The Escapement Mechanism, Part 7
Wemly set up a standard learning test, a y-branched maze with three arms. Unexpectedly, the mouse explored the arms of the maze randomly, showing no preference to unexplored arms of the maze after being removed and re-introduced to the maze. It was as if it had no memory of having explored the maze on previous introductions.
That was odd. Was the device preventing the formation of new memories? Wemly tried all sorts of diagnostics and readouts, but could discern nothing that would explain the lack of memory formation. If the device was doing anything, Wemly wasn’t able to measure what it was.
More experiments were needed, and although she never liked fear conditioning, set up the experiment nonetheless. The device used was a regular cage for housing mice, but with an electrified metal plate across its bottom. When the experimental button was pushed, the current would flow and the mouse would receive a mild shock; at the same time a single 2.7 khz tone would be emitted. When the mouse felt the shock it would stop moving, fearful and tense, and the increased heart rate would be easy to monitor. The idea was that after a few rounds of conditioning, the tone itself, absent all electrical shock, would be enough to elicit the fear response.
Wemly connected the wires and set the mouse into the cage. She checked the connection and ran the negative control, measuring the response of the mouse at the sound of the tone alone, without it ever having experienced the electric shock. It was the baseline that would prove future experiments. She pushed the button and the tone played.
The mouse froze, its heart rate sky-rocketing. Wemly cursed. She must have accidentally used a mouse that had been preconditioned. It would explain both the maze and the fear conditioning failures. She checked the logs, but according to them this was a naive mouse. Wemly would need to reprimand the graduate students—again—for their poor record keeping.

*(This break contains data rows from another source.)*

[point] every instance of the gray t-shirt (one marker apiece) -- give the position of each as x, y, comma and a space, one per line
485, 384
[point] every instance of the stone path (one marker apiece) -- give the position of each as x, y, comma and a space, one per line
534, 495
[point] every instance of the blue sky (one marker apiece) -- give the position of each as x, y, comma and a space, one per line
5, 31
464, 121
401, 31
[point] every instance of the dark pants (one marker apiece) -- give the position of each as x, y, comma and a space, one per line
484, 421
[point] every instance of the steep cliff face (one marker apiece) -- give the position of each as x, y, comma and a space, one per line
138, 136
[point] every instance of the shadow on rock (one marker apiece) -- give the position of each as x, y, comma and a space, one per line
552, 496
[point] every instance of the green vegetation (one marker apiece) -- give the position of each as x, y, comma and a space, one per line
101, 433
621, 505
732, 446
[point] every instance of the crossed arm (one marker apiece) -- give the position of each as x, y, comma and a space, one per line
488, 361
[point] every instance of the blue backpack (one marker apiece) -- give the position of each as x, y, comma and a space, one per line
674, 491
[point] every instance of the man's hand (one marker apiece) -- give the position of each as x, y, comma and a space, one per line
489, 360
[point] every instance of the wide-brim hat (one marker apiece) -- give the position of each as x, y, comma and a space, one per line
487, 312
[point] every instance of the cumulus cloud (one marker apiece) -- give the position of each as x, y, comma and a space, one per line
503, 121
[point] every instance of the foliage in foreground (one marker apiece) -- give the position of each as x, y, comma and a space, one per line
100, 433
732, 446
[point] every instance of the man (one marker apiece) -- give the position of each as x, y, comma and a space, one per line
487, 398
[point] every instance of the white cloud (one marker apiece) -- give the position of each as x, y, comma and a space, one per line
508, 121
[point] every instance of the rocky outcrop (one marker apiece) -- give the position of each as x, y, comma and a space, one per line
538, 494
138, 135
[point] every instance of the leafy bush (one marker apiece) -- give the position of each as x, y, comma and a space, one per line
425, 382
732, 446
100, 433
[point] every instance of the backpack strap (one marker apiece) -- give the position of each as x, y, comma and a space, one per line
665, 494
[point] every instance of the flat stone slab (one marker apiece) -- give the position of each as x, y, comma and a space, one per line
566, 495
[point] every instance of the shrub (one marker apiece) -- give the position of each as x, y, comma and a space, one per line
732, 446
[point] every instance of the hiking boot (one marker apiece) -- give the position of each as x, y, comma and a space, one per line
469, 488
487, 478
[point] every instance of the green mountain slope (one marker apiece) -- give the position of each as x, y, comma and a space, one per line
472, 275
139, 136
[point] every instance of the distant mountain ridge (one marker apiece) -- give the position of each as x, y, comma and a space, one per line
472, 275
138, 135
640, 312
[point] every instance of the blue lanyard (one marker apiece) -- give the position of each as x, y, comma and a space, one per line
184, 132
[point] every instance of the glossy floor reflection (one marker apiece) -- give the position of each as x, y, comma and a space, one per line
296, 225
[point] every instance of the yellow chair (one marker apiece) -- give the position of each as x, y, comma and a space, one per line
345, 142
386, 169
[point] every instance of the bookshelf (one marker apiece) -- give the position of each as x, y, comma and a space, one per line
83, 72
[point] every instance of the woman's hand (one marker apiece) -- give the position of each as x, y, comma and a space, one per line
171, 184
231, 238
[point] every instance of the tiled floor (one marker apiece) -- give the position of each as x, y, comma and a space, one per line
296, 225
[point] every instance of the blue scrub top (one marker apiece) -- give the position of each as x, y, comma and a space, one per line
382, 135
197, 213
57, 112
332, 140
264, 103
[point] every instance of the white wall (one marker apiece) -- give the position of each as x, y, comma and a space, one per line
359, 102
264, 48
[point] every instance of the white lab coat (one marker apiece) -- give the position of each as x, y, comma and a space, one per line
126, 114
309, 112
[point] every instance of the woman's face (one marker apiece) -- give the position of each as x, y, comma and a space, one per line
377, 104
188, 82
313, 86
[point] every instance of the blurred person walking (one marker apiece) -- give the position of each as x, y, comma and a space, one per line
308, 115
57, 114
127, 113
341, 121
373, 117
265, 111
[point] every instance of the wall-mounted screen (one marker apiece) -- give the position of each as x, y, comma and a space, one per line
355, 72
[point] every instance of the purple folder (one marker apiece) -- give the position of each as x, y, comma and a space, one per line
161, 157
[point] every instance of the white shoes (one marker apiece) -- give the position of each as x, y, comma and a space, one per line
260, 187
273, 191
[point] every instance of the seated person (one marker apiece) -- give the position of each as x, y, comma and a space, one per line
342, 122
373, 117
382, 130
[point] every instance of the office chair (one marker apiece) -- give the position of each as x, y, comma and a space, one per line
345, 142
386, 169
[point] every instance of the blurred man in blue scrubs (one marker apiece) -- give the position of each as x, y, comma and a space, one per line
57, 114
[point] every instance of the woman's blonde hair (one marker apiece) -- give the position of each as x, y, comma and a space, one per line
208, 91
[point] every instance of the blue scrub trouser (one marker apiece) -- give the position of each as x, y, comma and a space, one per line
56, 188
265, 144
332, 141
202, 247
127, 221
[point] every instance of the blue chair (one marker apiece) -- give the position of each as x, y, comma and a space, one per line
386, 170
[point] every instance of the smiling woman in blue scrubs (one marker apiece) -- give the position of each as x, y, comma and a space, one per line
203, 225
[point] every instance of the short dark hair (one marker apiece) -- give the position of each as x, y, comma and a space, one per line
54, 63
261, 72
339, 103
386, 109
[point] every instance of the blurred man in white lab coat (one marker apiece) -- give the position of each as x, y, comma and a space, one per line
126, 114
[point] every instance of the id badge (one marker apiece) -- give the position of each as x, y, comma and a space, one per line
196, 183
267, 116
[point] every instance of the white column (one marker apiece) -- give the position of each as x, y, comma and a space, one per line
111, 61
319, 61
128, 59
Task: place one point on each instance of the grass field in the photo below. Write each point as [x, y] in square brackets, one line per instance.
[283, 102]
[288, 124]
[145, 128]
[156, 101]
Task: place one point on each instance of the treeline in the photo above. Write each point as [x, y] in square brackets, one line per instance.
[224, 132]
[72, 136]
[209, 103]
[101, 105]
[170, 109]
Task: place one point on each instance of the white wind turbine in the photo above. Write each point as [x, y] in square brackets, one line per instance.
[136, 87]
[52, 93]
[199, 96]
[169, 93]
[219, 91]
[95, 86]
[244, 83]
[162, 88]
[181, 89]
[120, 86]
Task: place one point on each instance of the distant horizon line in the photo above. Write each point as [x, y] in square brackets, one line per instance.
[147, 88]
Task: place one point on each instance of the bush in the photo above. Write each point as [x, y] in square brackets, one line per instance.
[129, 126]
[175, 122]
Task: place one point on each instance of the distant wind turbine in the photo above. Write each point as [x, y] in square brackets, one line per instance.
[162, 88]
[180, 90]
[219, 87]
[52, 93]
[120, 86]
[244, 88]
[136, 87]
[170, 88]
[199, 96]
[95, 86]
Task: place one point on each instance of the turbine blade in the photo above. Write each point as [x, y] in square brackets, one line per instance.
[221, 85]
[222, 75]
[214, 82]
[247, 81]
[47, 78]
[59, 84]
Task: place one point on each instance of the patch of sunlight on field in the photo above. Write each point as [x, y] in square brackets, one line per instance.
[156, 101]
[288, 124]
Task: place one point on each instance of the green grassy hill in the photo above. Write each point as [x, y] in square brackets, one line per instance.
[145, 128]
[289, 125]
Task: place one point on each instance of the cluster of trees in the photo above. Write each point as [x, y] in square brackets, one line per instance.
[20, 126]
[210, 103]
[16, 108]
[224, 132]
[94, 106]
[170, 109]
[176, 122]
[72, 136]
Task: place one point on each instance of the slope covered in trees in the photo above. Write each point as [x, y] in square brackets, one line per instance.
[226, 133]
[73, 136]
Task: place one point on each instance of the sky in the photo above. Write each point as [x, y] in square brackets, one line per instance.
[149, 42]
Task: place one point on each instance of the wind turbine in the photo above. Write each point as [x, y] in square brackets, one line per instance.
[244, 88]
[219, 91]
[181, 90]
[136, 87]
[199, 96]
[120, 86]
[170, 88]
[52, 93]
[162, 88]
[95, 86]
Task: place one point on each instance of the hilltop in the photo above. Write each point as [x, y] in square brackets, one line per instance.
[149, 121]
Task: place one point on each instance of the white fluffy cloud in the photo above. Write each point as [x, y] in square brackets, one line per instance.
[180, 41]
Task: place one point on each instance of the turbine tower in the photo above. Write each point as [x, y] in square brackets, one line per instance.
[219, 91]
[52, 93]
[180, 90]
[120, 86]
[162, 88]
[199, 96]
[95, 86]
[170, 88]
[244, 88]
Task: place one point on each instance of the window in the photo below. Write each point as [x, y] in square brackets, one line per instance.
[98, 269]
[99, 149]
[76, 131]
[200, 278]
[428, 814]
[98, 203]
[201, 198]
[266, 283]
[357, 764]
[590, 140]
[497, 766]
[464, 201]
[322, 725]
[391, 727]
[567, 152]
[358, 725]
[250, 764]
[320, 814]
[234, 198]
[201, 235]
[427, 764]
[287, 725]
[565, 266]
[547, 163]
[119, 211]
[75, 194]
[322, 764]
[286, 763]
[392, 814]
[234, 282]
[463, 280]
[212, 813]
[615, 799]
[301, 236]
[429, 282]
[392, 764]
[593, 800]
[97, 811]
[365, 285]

If the grad students were fucking up even the simple logging of experimental mice, they would never graduate, because none of their experiments would work. Most were so focused on getting the required large amounts of work completed, that they had neglected to ensure that it was being done correctly. It was no wonder there was a reproducibility crisis in science.
Wemly returned the mouse and marked it correctly in the log. The whole mouse house probably needed to be validated, but she thanked all the gods that it wasn’t her fucking problem.
Wemly corrected the log-book, and signed out a fresh mouse. She kept the device off of it, and the experiments worked as expected. She should have started with a control mouse, she knew it was sloppy procedure and would rebuke any student who had done as she did, but the lure of knew experimental results had been too great. She had run control mice a million times and they were all the same. This one was no different.
With the third mouse, she once again applied the device, holding her finger on it until the faint beep was heard. She started with the control tone for the fear conditioning, and the mouse froze, awaiting pain from its unseen torturer. Fuck. This couldn’t be.
The mouse was from a completely different house. It was fresh, never having been experimented on. Even the worst graduate students couldn’t mismanage the mice so poorly that she was using an accidentally trained mouse again.
Wemly played the tone again. Maybe it had just been a coincidence, or something else in the lab had startled it, though in her heart she knew that not to be true. Despite there being no way for the mouse to already associate the tone with the painful stimulus, that was exactly what she was observing—a classical conditioned fear response.
Now it was Wemly’s turn to experience an elevated hear rate. Though she had no idea how, the inescapable conclusion was that the device was somehow responsible for the anomalies she was observing.